Aera CEO Erik Bartsch explains what’s really needed to help restore our economy and put people back to work
By Erik Bartsch, Aera Energy president and CEO
Aera Energy is often asked about oil prices, particularly when they make a dramatic move. That’s certainly been the case in recent weeks as prices climbed back above $60 per barrel.
Prices for Kern County’s local Midway-Sunset benchmark now stand some 160% over a year ago. That, of course, was when the pandemic and worldwide shutdowns sent the economy crashing and oil prices to historic lows.
The oil market is complicated. Like other commodities, oil prices rise and fall depending on supply, demand and a number of other factors, including what’s happening in oil-producing countries around the world.

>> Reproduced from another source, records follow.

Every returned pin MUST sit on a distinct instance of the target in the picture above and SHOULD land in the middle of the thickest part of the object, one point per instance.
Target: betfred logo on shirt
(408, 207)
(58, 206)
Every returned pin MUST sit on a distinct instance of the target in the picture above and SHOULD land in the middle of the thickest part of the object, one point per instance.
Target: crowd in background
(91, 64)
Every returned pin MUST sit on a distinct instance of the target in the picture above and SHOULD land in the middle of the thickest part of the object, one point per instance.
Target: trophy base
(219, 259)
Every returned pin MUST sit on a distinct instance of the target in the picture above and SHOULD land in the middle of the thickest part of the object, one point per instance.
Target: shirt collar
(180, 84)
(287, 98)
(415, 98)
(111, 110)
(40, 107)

In fact, geopolitical factors are among the main reasons we believe California’s oil should be produced in California. Local production gives the state more control over how oil is produced. It also gives assurances to the public that production takes place under the most stringent regulations in the world that prioritize protecting public health, safety and the environment.

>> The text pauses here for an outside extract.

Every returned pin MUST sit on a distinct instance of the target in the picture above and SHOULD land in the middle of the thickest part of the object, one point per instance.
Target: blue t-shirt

Most people attribute this year’s oil price rise to the simple economics of supply and demand. The global oil market has been reacting to OPEC production quotas and anticipating a recovery in oil demand as COVID vaccinations roll out, the virus’s case numbers decline and the economy gets moving again.
Even so, as we enter the second quarter of 2021, global demand remains mixed. In some parts of the U.S. and Europe, COVID cases are rising. That’s creating uncertainty in the global demand picture and potential for volatility in oil prices.

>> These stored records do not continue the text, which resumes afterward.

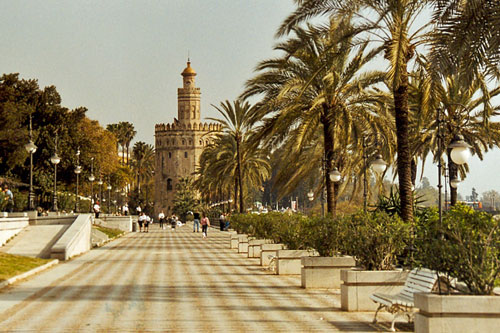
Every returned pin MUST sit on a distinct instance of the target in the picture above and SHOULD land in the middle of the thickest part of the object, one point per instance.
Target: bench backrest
(419, 280)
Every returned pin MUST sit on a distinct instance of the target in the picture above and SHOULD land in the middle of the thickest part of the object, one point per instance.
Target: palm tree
(119, 130)
(317, 83)
(238, 120)
(389, 23)
(144, 156)
(128, 135)
(218, 169)
(466, 38)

Oil and gas producers understand that prices fluctuate. We have to. Oil and gas is a capital-intense business. We make decisions about the amount of capital required to increase oil and gas production based on a long-term forecast for price and cost. Price stability over a long period of time enables companies to increase their levels of activity. And that puts people back to work.
Recovery – and regulatory certainty
Unfortunately, California’s permitting process has become inconsistent, and in our opinion, unreasonably slow. For some permits, the process has lengthened by 300% to 400% in the last year.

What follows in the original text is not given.